The Obama-loving media might adore flowery rhetoric with little substance, but stock investors sure don't.
That's what traders and market professionals said was responsible for Tuesday's stock market collapse after Wall Street was tremendously disappointed with the lack of specifics in the highly-anticipated bank rescue plan presented by newly confirmed Treasury Secretary Timothy Geithner.
As such, it's going to be fascinating to see how sycophantic press members spin the market's almost 400-point decline.
Will it resemble how Bloomberg reported the event:
“Everybody is disappointed in the lack of details,” said Diane Garnick, who helps oversee $354 billion as an investment strategist at Invesco Ltd. in New York. “They came out and said, ‘We want you to believe that we’re still working on this.’ Well, we knew that last night.” [...]
“There’s still a lack of clarity,” Dan McMahon, director of equity trading at Raymond James Financial Inc. in St. Petersburg, Florida, said of Geithner’s proposal. “These are smart people and they’re supposed to have it figured out. We’ve been waiting all week and then he said nothing.” [...]
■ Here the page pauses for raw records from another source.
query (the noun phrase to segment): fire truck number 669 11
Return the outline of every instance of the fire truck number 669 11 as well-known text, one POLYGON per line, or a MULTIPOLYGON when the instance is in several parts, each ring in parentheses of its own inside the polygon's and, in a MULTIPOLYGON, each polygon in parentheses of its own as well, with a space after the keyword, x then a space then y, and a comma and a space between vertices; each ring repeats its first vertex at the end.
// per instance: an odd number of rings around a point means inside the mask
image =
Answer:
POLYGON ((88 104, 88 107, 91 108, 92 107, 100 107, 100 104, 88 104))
“No one has put anything on the table yet to stop the bleeding,” said Michael Nasto, the senior trader at U.S. Global Investors Inc., which manages $3.5 billion in San Antonio. “This won’t stop until someone comes up with a viable plan and we can see light at the end of the tunnel.”
Think any of those market professionals will be interviewed by mainstream media outlets in the next 24 hours? Or how about those quoted by MarketWatch:
"The market was really hopeful we would get something substantive out of Geithner and the Treasury today, but once again, he was bedeviled by the details," said Bill Knapp, investment strategist with Mainstay Investments.In particular, Knapp and others said the biggest disappointment was a lack of details about a possible public-private participation plan and what direction such a plan would take. Reports have circulated about a possible "bad bank" plan where the government might buy toxic assets off of banks' balance sheets, but there was no hint from Geithner on what or when that may happen.